I’ll close where I began: we are not ok and that’s ok. And that means all of us. Me, you, Cantor Ruth, Rabbi Jill, Melissa and the whole staff. We need patience and extra compassion in this time, and for  a long time to come.

What would a sermon from me be without my beloved Grateful Dead. They sing, ‘we will get by, we will survive.’ We have survived so much destruction in our history, and we will survive this. Slowly slowly. Shabbat shalom, hamakom yinachem, may we find peace and comfort. 

Sing b’shem hashem.

Saturday Morning Sermon by Rabbi Jill Gold Wright

This past Sunday, not even fifty hours before the Eaton Canyon fire exploded our neighborhoods, homes, and beloved shul, our Religious School Limud LBSRS reconvened after Winter Break. Once again, our devoted volunteers from the Men’s Club laid out their wonderful pancake breakfast for our families. Sticky fingers and chocolate-chip smiles greeted each other -- children and parents -- one friend to the next. We were there. Together.

We moved from breakfast into Kehilla Kedosha – our morning minyan. We sang and prayed, clapping and dancing. A joyous group of kindergartners went up the bimah steps to lead the whole school in Bar’chu. And we were there. Together.

Then, our youngest kids went off to class, and our 3rd through 7th graders joined the congregation in the parking lot, where we replaced the cornerstone that had once marked the spot of our Sierra Madre synagogue almost a century ago. We spoke on that morning about how that stone, first engraved in the 1930s, had traveled from its synagogue property, into the homes and garages of different generations of families. Non-Jews, whom we didn’t even know, cherished and protected it, until it found its way back to PJTC. We placed it next to our Centennial time capsule, and we welcomed it home. We celebrated its return to its rightful place.

Because, you see, its rightful place was not about being on Altadena Drive just north of Washington. The address is not the place. The place is the community.

On that bright and windless Sunday morning, we sang the words of Exodus 25: V’yasu li / mikdash / ve-shachanti b’tocham. God’s words to Moses that simply say, “And you will build for me a sanctuary, and I will dwell among you.”

We spoke about the Mishkan -- the temporary sanctuary that the Children of Israel built in the wilderness. Constructed to careful dimensions and descriptions, the Mishkan had two very clear intents. It was meant as a place for God to dwell among us. And it was meant to be built, dismantled, carried, rebuilt, and unbuilt again and again. The Mishkan was an impermanent, portable, traveling structure – and we carried it with us for forty years in the desert, in the wilderness. We didn’t know where we were going - not really – but we knew where we had been, and we knew who we were. And we were there. Together.

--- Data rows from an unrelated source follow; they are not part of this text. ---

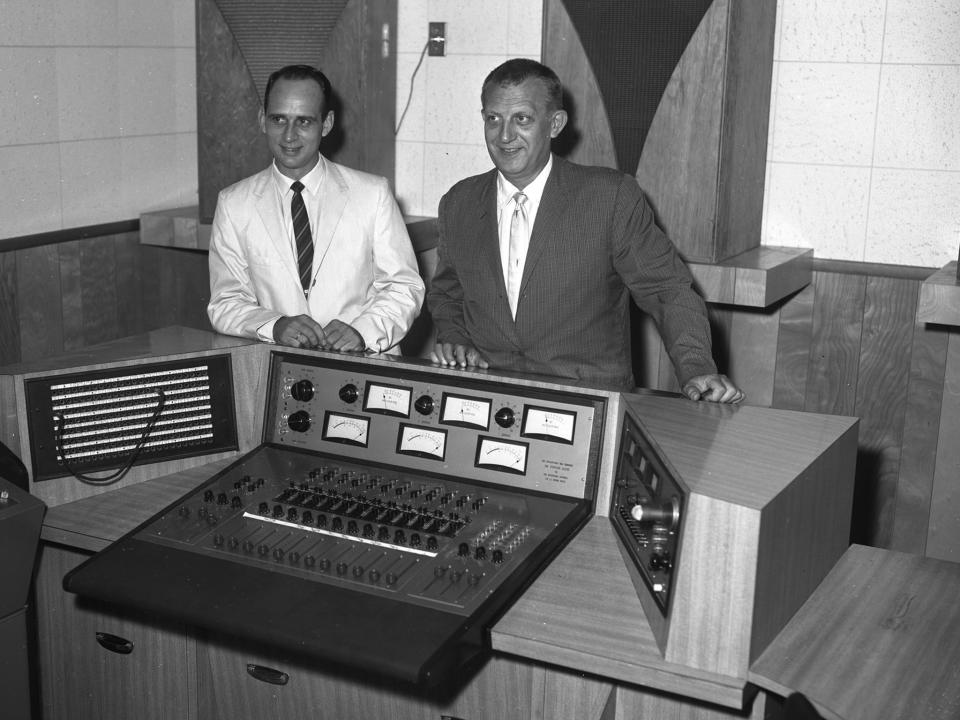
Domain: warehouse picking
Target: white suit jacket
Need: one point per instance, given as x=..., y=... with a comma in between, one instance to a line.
x=365, y=272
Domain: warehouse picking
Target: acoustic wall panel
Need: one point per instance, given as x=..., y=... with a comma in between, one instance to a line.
x=240, y=42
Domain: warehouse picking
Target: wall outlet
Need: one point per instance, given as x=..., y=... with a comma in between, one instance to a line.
x=436, y=39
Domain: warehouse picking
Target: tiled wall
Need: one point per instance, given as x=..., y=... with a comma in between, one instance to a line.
x=864, y=140
x=98, y=116
x=441, y=137
x=97, y=111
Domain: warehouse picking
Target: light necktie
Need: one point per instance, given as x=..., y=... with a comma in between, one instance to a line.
x=519, y=238
x=301, y=231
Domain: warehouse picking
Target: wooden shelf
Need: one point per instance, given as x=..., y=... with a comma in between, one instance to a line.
x=756, y=278
x=940, y=297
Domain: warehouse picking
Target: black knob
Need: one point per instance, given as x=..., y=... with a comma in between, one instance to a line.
x=299, y=421
x=302, y=390
x=504, y=417
x=424, y=404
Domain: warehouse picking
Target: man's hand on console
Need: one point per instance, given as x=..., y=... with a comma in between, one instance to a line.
x=713, y=388
x=458, y=355
x=343, y=337
x=299, y=331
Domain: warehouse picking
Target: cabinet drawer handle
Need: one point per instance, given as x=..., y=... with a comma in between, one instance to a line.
x=265, y=674
x=115, y=643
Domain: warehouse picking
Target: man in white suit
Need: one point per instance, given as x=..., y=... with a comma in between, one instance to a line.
x=362, y=290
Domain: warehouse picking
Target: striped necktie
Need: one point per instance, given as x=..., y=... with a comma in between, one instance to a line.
x=519, y=238
x=301, y=231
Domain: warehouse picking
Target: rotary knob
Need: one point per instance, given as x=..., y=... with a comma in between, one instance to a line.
x=424, y=404
x=505, y=417
x=349, y=393
x=302, y=390
x=299, y=421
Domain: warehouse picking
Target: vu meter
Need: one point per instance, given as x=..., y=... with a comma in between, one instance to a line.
x=465, y=411
x=502, y=455
x=423, y=442
x=350, y=429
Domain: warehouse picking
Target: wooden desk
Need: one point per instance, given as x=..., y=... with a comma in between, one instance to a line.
x=878, y=640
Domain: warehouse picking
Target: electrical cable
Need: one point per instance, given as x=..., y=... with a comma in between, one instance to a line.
x=410, y=95
x=122, y=471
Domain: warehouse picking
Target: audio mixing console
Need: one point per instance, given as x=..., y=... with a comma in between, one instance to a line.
x=390, y=515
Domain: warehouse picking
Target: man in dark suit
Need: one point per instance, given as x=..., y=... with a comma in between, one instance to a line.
x=538, y=258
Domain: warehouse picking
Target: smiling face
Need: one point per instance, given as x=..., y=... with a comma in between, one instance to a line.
x=295, y=122
x=518, y=124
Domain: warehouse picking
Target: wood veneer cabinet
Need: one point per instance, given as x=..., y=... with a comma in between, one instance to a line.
x=80, y=679
x=502, y=689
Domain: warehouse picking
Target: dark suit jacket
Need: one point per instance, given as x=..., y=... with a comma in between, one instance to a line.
x=593, y=246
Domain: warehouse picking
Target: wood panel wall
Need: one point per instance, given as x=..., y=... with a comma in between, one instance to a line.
x=848, y=344
x=61, y=297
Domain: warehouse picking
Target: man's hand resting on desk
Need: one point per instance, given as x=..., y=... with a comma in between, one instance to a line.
x=713, y=388
x=303, y=331
x=299, y=331
x=458, y=355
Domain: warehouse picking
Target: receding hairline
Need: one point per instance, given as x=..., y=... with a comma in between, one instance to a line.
x=516, y=72
x=295, y=73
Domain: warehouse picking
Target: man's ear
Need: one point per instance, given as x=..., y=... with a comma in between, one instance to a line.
x=558, y=122
x=327, y=124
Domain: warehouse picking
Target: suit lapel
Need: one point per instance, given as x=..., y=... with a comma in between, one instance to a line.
x=272, y=217
x=549, y=219
x=332, y=203
x=488, y=234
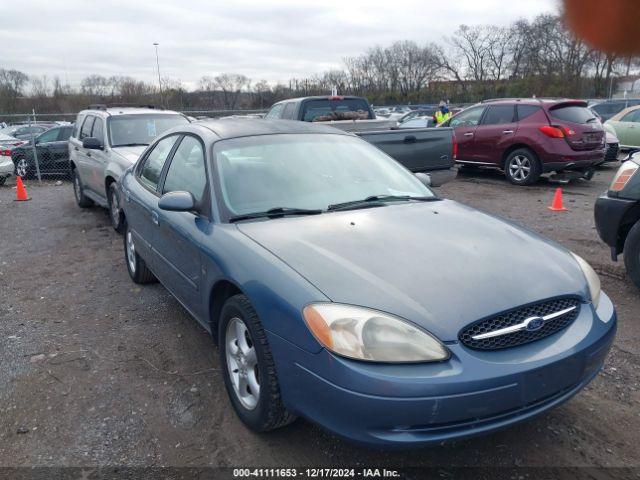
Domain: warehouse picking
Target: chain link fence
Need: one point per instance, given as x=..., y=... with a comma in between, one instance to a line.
x=35, y=146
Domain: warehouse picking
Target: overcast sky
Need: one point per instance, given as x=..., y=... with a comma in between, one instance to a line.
x=263, y=39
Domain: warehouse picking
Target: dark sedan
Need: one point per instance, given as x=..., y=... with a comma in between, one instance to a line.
x=52, y=151
x=340, y=288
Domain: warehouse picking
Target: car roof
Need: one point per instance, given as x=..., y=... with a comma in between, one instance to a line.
x=245, y=127
x=113, y=111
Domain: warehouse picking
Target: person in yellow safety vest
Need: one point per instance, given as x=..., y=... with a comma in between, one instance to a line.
x=442, y=114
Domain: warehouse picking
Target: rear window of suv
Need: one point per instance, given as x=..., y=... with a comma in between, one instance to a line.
x=321, y=110
x=572, y=113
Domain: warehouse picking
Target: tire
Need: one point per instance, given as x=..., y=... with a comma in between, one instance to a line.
x=138, y=270
x=522, y=167
x=115, y=214
x=260, y=410
x=632, y=254
x=78, y=191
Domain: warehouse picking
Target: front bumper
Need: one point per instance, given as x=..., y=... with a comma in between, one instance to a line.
x=6, y=167
x=610, y=213
x=471, y=394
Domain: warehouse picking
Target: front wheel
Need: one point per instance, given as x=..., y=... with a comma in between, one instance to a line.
x=632, y=254
x=115, y=214
x=138, y=270
x=248, y=368
x=522, y=167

That is why we sent those same words out to you on Wednesday morning. We were all utterly devastated. Shattered. It was all gone, everything was lost. But we thought about the words from our Torah that we had invoked just fifty hours before. V’shachanti b’tocham. God doesn’t say to Moses that God will live within IT - the sanctuary. God says – within YOU – the community, the builders, the ones who build.

And then, 50 more hour elapsed. And in the past few days, I’ve been thinking constantly about a line from Pirke Avot, the Words of our Fathers. In Chapter 3, Rabbi Elazar ben Azariah teaches, Im ein kemakh, ein Torah. Im ein Torah, ein kemakh. If there is no wheat, there is no Torah. If there is no Torah, there is no wheat. 

But what does this actually mean to us today?

Kemach can be translated as wheat or flour -- basic provisions, so kemach represents the sustenance our bodies need to work, to raise families, to live our lives. It is the stuff that keeps us alive – it is the WHAT.

But Torah. Torah is the reason for, the purpose, the meaning, the embodiment of that survival or existence. If basic sustenance is the WHAT, then Torah is the WHY.

This criss-cross structure is neither a riddle nor a paradox. It’s actually a pretty simple equation. If we cannot eat, we cannot live Torah. But if we are not living in a meaningful way, if we are only eating to survive, if we are not embodying our Torah, what’s the purpose? What is the WHY?

The devastating fire has given us the bitter and painful reminder that nothing is permanent. That everything we took for granted and assumed would always be there, can be ripped away before our very eyes. But Cantor Ruth and Laurence, Rabbi Joshua Levine Grater, RJ Brown, and other amazing volunteers, entered our building while ashes and embers fell from the sky to rescue our most sacred and treasured possessions. In ten minutes, they retrieved eleven Sifrei Torah from our shul. The Torah that we just read was carried in their arms, like the Ark of the Covenant was carried on the shoulders of our ancestors in the wilderness, as they journeyed from place to place.

Right now, it is about fifty hours after losing our spiritual home. Some of us have lost our personal, physical homes as well. The devastation is without expression. No words can really reach or describe what we have witnessed, experienced, and shared over the last few days. The tears, the memories, the loss, the grief – all of this envelops us and sometimes makes it hard to breathe.

But, my friends, this morning, with some of us on Zoom and many of us in person, we are here. Through the graciousness and generosity of our friends at Mayfield Senior School, we were here last night. We are here today, and tomorrow, the same children who stood around that cornerstone, the ones who represent the next hundred years, will be here again. We will sing and dance at minyan tomorrow morning, and another of our students will wrap tefillin for the first time. Our kids will write letters of gratitude to the First Responders, and notes of love to their families and friends. They will create hygiene kits for people in need. They will live their Torah. We will here, and we will be together.

Earlier this Fall, those same children of Limud LBSRS made four magnificent banners – imprinted with their handprints and names – that represented the four seasons of the year. The Hebrew words on the tops of the banners read, “La-kol z’man v’eit” – in every time and every season – “yad b’yad” – hand in hand.

Our beautiful banners are gone – but the hands aren’t gone. The seasons aren’t gone. The Torah that guides them is never gone.

Place – my friends – is not an address or city or continent where budlings stand or where buildings fall. Place – Ha-Makom – is where God dwells among us, within us, and within our relationships with each other.

L’Dor VaDor - From generation to generation: We are here.

Le’olam Vaed – For ever and ever: We are here.

This Shabbat and on the Shabbatot of a million generations to come: We are here. We are here. And we are, say it with me, together.